Roy, Melanie et al. (2013), Data from: Why do mixotrophic plants stay green? A comparison between green and achlorophyllous orchid individuals in situ, Dryad, Dataset,


Some forest plants adapt to shade by mixotrophy, i.e., they obtain carbon both from photosynthesis and from their root mycorrhizal fungi. Fully achlorophyllous species using exclusively fungal carbon (the so-called mycoheterotrophic plants) have repeatedly evolved from such mixotrophic ancestors. However, adaptations for this evolutionary transition, and the reasons why it has happened a limited number of times, remain unknown. We investigated this using achlorophyllous variants (i.e., albinos) spontaneously occurring in Cephalanthera damasonium, a mixotrophic orchid. In two populations, we compared albinos with co-occurring green individuals in situ. We investigated vegetative traits, namely, shoot phenology, dormancy, CO2 and H2O leaf exchange, mycorrhizal colonization, degree of mycoheterotrophy (using 13C abundance as a proxy), and susceptibility to pathogens and herbivores. We monitored seed production (in natural or experimental crosses) and seed germination.
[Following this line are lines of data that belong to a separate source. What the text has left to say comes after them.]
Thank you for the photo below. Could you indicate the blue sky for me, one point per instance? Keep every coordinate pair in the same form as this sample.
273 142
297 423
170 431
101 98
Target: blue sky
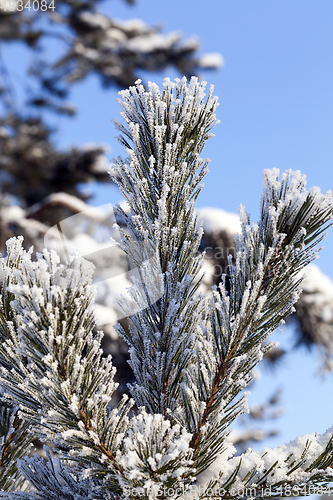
276 110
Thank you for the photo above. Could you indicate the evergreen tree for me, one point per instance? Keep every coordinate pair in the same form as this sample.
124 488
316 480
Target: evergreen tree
192 355
88 42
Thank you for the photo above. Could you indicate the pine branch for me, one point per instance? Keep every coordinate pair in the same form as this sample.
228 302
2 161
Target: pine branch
264 284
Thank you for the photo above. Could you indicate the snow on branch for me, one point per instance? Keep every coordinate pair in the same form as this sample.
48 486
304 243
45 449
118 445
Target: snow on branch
192 355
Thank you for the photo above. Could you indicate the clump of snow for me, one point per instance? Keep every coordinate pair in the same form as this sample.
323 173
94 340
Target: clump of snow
318 292
284 455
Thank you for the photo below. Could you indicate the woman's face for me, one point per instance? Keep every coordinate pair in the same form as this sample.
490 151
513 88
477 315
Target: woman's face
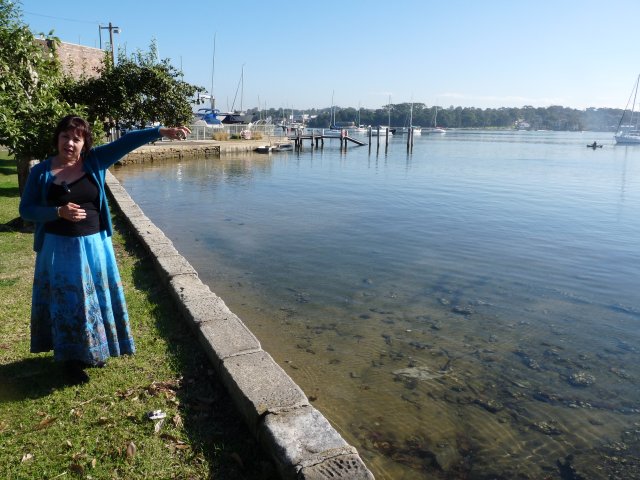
70 145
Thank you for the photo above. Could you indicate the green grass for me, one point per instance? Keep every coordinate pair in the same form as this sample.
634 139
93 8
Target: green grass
52 429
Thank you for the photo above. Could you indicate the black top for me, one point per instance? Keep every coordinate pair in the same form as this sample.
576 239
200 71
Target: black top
83 192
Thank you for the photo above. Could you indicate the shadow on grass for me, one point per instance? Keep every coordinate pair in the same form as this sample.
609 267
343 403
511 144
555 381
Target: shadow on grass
32 378
211 421
9 192
7 166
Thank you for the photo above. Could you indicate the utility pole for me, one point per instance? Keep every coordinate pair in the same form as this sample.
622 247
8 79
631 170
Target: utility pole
112 29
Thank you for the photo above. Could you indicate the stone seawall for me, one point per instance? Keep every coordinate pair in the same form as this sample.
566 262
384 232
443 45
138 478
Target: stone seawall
301 441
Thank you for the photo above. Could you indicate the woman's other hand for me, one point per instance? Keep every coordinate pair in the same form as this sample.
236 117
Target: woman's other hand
72 212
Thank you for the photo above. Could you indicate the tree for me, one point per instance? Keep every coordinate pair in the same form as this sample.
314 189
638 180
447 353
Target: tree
138 91
30 81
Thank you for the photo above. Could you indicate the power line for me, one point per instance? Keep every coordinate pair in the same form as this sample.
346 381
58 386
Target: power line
61 18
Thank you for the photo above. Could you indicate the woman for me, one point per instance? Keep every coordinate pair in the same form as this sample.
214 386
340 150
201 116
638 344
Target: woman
78 308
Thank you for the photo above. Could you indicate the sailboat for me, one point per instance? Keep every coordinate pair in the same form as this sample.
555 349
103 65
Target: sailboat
417 130
435 128
629 133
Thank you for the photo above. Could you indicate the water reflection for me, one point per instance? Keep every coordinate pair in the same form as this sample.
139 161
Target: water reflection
469 311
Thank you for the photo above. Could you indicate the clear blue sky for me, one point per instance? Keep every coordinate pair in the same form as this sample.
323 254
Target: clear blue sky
476 53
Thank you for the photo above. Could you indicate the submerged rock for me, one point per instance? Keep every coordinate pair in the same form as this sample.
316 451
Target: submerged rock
419 373
581 379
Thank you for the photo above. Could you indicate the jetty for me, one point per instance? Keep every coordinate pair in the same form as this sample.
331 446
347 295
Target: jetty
318 137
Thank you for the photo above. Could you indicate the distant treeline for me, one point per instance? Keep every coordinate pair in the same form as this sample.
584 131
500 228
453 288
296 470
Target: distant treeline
547 118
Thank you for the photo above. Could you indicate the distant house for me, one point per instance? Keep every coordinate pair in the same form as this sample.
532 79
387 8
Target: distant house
77 60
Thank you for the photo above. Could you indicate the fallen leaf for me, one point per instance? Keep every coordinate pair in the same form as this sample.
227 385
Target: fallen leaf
103 421
237 458
131 451
45 422
177 421
169 437
158 426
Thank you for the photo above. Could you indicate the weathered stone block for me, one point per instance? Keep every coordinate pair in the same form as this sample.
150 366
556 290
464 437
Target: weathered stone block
171 265
224 337
258 385
348 467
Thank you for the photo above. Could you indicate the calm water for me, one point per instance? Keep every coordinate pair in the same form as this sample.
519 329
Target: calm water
470 310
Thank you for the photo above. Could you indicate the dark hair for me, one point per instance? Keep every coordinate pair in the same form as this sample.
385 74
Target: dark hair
73 122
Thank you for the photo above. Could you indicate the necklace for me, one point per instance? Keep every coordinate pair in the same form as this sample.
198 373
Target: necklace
59 165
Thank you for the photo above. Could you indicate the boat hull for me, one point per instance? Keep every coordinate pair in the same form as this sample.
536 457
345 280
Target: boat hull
627 139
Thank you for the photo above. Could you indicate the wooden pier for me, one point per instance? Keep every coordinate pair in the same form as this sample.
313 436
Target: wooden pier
318 139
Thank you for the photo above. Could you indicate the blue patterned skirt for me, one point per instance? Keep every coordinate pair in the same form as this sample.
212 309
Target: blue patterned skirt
78 308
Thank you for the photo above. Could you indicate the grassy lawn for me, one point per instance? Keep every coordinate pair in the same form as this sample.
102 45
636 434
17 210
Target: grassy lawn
99 430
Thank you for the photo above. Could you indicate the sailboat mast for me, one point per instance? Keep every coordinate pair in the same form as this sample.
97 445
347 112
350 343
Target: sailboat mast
213 69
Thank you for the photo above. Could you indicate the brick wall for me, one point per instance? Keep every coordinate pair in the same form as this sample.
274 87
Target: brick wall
78 60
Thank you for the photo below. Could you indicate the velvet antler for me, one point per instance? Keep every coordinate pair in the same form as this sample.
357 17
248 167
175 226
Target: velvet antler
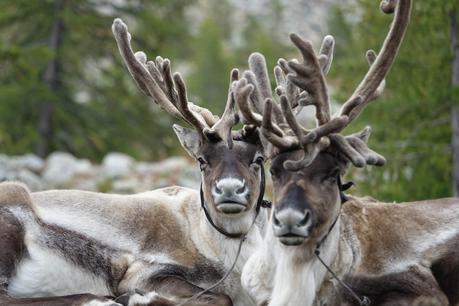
303 83
155 80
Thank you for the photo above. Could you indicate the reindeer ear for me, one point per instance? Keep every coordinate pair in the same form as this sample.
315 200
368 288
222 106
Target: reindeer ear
189 139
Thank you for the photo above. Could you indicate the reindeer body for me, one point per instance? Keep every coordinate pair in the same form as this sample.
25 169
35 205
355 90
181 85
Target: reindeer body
107 245
394 254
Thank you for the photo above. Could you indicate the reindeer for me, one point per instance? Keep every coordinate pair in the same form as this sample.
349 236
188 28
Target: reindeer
324 247
162 247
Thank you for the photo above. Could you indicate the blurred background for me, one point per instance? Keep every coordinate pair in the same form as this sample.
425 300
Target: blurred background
72 117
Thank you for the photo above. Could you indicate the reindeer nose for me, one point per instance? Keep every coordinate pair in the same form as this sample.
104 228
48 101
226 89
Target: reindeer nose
230 195
292 222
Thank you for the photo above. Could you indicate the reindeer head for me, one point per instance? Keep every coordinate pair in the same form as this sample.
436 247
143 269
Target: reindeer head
306 165
231 161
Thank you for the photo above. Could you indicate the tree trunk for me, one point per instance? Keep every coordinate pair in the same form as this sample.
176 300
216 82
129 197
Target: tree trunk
51 78
454 104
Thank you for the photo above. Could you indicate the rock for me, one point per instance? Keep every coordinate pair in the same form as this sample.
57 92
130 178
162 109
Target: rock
116 165
126 186
166 166
29 178
29 161
61 167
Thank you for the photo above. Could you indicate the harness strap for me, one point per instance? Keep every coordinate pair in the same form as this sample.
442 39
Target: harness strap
260 203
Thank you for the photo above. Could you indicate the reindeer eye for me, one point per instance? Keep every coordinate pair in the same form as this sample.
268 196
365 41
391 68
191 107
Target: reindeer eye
259 160
331 176
202 163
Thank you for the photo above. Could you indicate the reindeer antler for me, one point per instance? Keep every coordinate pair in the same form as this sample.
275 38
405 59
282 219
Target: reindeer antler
302 84
155 80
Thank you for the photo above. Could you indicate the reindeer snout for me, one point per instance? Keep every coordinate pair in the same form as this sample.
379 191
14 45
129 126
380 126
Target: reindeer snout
292 226
230 195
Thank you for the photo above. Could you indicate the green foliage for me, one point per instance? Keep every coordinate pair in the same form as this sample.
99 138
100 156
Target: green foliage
411 121
96 107
209 79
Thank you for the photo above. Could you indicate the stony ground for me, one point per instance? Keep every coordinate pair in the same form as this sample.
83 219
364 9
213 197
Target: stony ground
118 173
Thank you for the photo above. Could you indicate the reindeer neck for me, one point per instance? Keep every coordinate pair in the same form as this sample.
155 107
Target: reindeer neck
299 274
224 249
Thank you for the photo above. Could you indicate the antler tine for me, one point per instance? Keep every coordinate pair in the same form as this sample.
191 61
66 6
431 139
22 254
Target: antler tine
138 71
310 77
183 105
155 80
368 87
222 128
326 53
258 68
283 141
298 99
311 151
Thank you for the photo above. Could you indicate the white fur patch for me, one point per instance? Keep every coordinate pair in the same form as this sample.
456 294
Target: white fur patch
146 299
101 303
47 274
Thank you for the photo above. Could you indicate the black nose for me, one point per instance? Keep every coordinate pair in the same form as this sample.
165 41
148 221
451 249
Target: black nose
292 222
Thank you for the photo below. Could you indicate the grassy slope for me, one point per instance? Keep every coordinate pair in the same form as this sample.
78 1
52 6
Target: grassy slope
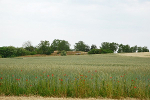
106 75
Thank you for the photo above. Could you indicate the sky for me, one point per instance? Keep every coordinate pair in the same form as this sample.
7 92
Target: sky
90 21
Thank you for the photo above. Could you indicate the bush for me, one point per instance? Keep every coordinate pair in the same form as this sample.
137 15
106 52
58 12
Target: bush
63 53
33 53
94 51
103 51
100 51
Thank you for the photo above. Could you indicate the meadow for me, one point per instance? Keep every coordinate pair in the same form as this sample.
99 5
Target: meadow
76 76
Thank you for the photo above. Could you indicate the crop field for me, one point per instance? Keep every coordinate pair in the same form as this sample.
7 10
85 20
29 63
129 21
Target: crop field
77 76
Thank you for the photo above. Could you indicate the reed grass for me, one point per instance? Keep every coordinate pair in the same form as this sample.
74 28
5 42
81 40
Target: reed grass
83 76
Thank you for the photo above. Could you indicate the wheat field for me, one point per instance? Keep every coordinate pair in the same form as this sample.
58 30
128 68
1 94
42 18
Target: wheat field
77 76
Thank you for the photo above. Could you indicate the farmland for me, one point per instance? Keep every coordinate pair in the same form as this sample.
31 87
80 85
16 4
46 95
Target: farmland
81 76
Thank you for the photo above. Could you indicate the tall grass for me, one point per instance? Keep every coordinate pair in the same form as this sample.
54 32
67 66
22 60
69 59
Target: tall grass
95 76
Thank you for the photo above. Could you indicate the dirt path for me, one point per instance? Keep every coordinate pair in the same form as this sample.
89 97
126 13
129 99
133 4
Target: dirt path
50 98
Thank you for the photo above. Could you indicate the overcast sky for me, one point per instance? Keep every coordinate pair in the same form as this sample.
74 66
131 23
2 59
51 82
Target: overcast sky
90 21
Albinos displayed (1) more frequent shoot drying at fruiting, possibly due to stomatal dysfunctions, (2) lower basal metabolism, (3) increased sensitivity to pathogens and herbivores, (4) higher dormancy and maladapted sprouting, and, probably due to the previous differences, (5) fewer seeds, with lower germination capacity. Over the growing season, green shoots shifted from using fungal carbon to an increasingly efficient photosynthesis at time of fruiting, when fungal colonization reached its minimum. Conversely, the lack of photosynthesis in fruiting albinos may contribute to carbon limitation, and to the above-mentioned trends. With a 103× fitness reduction, albinos failed a successful transition to mycoheterotrophy because some traits inherited from their green ancestors are maladaptive. Conversely, mycoheterotrophy requires at least degeneration of leaves and stomata, optimization of the temporal pattern of fungal colonization and shoot sprouting, and new defenses against pathogens and herbivores. Transition to mycoheterotrophy likely requires progressive, joint evolution of these traits, while a sudden loss of photosynthesis leads to unfit plants. We provide explanations for the evolutionary stability of mixotrophic nutrition and for the rarity of emergence of carbon sinks in mycorrhizal networks. More broadly, this may explain what prevents the emergence of fully heterotrophic taxa in the numerous other mixotrophic plant or algal lineages recently described.